Kirk Johnson a consacré la majorité de sa carrière à l'étude de l'extinction des dinosaures. Dans ses travaux sur le registre fossile et la chronologie entourant l'extinction Crétacé-Paléogène, l'actuel directeur du musée national d'histoire naturelle des États-Unis s'est intéressé à l'inversion magnétique survenue il y a 66,3 millions d'années.
Des échantillons de sédiments prélevés sur le plancher océanique font état d'un changement climatique majeur survenu à la même période, indique Johnson. Toutefois, cela coïncide également avec une éruption volcanique monumentale survenue en Inde, celle des trapps du Deccan, dont les coulées de lave figurent parmi les plus longues de l'histoire terrestre.

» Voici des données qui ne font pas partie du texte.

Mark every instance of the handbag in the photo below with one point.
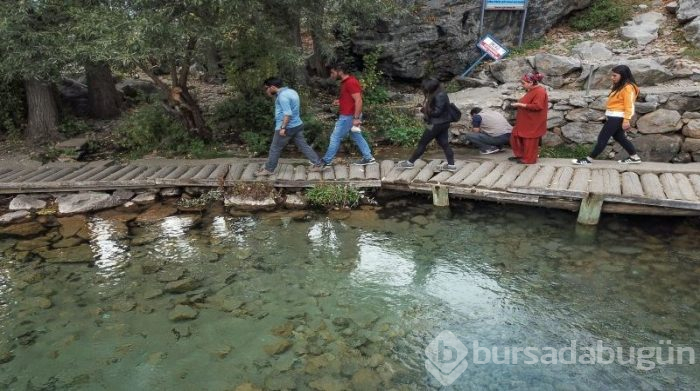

« Nous avons toujours attribué cette transition au dioxyde de carbone libéré par l'éruption des trapps du Deccan et à la hausse des niveaux de gaz à effet de serre, » explique Johnson. « Il y a deux événements parallèles : d'un côté, le champ magnétique est modifié ; de l'autre, les trapps du Deccan entrent en éruption et le climat se réchauffe. Dans ce cas, le changement climatique est une coïncidence. »
« La corrélation n'entraîne pas forcément la causalité, voilà ce qu'il faut retenir » conclut-il.
Cet article a initialement paru sur le site nationalgeographic.com en langue anglaise.